Ces attaques ont été fraîchement accueillies à Varsovie. «Peut-être ses propos arrogants sont-ils dus à son manque d'expérience», a répliqué la Première ministre, Beata Szydlo, assurant qu'Emmanuel Macron «ne décidera pas de l'avenir de l'Europe».
Optimiste sur un accord
Concernant le travail détaché, après l'accueil favorable des Premiers ministres tchèque et slovaque à ses demandes sur la directive et une réponse roumaine plus prudente, Emmanuel Macron s'est dit optimiste quant à la conclusion d'un accord proche de ses positions.
«D'ici la fin de l'année, un accord à la majorité qualifiée pour revoir la directive travailleurs détachés est possible, et selon les termes ambitieux mis sur la table par la France», a-t-il dit après une rencontre avec le Premier ministre bulgare, Boïko Borissov.
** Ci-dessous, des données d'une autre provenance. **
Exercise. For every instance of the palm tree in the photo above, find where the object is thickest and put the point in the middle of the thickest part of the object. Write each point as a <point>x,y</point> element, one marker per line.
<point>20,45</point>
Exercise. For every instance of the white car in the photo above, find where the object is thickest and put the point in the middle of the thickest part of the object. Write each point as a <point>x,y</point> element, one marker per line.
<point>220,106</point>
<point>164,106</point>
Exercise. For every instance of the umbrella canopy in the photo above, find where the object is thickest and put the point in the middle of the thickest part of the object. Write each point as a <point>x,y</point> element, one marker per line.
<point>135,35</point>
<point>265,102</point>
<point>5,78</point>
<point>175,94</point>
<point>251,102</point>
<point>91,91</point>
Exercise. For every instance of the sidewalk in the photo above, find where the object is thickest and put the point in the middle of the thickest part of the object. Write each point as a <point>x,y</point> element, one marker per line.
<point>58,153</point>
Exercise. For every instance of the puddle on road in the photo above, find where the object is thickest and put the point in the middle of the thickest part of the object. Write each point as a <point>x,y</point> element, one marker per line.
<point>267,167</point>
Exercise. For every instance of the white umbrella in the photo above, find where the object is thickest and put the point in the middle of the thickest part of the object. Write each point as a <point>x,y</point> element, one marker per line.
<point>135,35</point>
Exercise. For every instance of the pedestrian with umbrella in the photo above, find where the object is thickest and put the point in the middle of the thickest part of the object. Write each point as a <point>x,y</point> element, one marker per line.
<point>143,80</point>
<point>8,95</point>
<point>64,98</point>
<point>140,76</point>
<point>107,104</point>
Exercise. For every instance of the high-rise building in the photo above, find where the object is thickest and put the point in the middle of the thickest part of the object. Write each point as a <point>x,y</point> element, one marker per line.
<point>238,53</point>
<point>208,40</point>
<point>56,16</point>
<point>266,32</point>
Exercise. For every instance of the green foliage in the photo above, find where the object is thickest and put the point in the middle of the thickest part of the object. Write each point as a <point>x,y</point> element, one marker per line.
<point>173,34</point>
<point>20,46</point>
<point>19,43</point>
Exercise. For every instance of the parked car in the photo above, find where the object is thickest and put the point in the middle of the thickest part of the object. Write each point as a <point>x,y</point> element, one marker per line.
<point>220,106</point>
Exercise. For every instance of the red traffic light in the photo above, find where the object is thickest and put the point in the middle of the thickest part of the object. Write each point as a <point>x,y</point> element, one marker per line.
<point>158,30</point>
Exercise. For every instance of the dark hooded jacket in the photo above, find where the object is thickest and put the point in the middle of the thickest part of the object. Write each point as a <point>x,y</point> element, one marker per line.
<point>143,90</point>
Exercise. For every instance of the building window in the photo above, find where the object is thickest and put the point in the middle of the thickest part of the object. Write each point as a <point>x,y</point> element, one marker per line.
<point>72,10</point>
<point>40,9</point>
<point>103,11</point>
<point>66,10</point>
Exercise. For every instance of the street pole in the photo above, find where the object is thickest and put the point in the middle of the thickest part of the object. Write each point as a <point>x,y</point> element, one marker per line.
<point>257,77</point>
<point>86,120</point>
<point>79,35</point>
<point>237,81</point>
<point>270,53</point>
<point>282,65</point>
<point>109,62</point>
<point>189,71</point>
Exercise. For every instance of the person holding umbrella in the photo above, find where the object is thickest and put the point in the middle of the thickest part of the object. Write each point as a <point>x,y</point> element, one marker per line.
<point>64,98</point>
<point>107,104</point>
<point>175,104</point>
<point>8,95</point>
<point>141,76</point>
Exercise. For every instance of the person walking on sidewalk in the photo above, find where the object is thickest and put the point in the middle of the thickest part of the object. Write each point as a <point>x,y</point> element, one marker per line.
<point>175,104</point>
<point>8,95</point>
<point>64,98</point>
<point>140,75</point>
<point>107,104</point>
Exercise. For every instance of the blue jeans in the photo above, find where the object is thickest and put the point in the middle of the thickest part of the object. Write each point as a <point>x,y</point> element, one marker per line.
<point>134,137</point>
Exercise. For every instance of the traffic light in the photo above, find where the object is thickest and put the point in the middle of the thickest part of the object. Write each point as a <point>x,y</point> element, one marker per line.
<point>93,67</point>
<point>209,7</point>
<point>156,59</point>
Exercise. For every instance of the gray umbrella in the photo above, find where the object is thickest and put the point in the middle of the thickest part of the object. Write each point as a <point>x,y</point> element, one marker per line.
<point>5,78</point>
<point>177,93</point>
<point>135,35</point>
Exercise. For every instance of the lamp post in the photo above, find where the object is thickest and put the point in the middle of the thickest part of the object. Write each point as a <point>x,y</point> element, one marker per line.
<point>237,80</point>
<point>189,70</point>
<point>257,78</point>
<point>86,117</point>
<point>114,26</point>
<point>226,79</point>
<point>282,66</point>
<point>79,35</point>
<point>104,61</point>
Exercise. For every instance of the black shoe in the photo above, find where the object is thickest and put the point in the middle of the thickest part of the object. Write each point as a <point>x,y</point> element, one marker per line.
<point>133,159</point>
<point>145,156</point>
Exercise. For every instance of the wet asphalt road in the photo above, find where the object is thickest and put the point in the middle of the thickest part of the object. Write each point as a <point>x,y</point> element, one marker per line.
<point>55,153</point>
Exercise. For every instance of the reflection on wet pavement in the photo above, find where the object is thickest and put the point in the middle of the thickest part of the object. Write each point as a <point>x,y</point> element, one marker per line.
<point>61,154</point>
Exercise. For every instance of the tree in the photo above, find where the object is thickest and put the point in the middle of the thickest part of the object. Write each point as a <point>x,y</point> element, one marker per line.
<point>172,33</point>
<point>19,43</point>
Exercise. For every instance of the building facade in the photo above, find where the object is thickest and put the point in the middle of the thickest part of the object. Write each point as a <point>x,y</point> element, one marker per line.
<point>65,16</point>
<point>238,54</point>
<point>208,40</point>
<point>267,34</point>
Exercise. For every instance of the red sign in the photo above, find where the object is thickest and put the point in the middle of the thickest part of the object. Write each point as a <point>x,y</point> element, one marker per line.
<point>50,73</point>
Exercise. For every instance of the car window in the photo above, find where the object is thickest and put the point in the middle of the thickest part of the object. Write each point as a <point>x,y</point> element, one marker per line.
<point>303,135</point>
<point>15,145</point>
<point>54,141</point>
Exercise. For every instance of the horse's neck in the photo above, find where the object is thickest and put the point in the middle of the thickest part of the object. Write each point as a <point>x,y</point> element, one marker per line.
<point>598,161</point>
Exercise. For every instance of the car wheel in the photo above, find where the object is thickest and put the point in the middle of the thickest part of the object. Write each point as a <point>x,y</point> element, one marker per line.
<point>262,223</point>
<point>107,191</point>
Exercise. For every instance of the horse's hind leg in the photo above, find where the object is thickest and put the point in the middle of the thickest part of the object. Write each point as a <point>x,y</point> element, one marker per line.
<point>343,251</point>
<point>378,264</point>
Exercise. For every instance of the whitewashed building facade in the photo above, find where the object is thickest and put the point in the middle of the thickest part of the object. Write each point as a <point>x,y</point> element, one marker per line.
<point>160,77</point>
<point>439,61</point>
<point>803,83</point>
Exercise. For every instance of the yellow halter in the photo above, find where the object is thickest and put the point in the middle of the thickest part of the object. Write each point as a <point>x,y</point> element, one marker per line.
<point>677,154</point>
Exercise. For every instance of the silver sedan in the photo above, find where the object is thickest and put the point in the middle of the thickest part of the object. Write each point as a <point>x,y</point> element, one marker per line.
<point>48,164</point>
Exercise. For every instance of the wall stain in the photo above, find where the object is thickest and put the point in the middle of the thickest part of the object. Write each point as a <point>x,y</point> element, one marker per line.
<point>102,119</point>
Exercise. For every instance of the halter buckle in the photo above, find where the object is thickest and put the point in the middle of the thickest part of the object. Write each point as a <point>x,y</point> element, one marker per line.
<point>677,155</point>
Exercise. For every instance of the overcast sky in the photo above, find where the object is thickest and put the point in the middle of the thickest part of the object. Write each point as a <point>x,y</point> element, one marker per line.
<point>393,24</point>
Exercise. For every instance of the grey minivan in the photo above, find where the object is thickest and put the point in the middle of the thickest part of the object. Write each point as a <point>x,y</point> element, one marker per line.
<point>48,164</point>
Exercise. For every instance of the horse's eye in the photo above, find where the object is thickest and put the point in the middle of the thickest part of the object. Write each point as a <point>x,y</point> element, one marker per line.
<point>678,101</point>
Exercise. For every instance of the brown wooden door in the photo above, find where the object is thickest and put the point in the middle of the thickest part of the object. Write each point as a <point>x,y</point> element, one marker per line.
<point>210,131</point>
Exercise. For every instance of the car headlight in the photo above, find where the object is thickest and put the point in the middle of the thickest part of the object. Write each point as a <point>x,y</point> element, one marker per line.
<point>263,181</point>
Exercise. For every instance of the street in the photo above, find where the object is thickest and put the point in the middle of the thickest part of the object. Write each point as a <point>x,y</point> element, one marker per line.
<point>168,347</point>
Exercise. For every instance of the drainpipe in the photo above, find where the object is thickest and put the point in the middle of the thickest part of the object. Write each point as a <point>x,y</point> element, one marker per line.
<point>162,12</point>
Même salaire pour même travail
Le chancelier autrichien, qui l'a accueilli mercredi à Salzbourg avec les chefs de gouvernement tchèque et slovaque, a dit sa volonté de parvenir à un compromis en octobre.
«Il y aura trois points essentiels à résoudre. Tout d'abord une durée raisonnable du détachement de longue durée: ça doit être moins que les 24 mois qu'on a proposés au début», a dit Christian Kern. «Nous sommes tous convaincus que le principe du même salaire pour le même travail doit être respecté» et prêts à accroître la collaboration en matière de contrôle des fraudes, a-t-il ajouté.
La France a quelques semaines pour bâtir des compromis. La présidence estonienne de l'UE fera une nouvelle proposition en septembre et une réunion ministérielle, que la Commission européenne et plusieurs Etats membres souhaitent conclusive, est prévue le 23 octobre.
Lutter contre les abus
La France souhaite limiter la durée du travail détaché à 12 mois sur une période de deux ans, et que toutes les périodes comptent. Elle veut aussi s'assurer que les travailleurs détachés perçoivent tous les éléments de rémunération obligatoires dans le pays d'accueil. Elle souhaite en outre renforcer la lutte contre la fraude et les abus, avec des sanctions effectives.
La révision de la directive sera au menu des discussions lundi à l'Elysée avec la chancelière allemande Angela Merkel, le président du Conseil italien Paolo Gentiloni et le président du gouvernement espagnol Mariano Rajoy.
Gages donnés
Emmanuel Macron a donné des gages à ses homologues pendant sa tournée. Le président français a promis qu'ils seraient pleinement associés aux travaux sur l'avenir de l'Union et de la zone euro, au renforcement de l'Europe de la Défense et répondant à des demandes spécifiques.
Il a pris ses distances avec le système de quotas mis en place au niveau européen pour répondre à la crise des réfugiés, que certains pays continuent de refuser d'appliquer. Il s'est aussi prononcé pour l'entrée de la Roumanie et de la Bulgarie dans un futur espace Schengen refondé et pour celle de la Bulgarie dans le mécanisme de taux de change ERM-2, perçu comme l'antichambre de la zone euro.
«Les Français détestent les réformes, il faut leur expliquer»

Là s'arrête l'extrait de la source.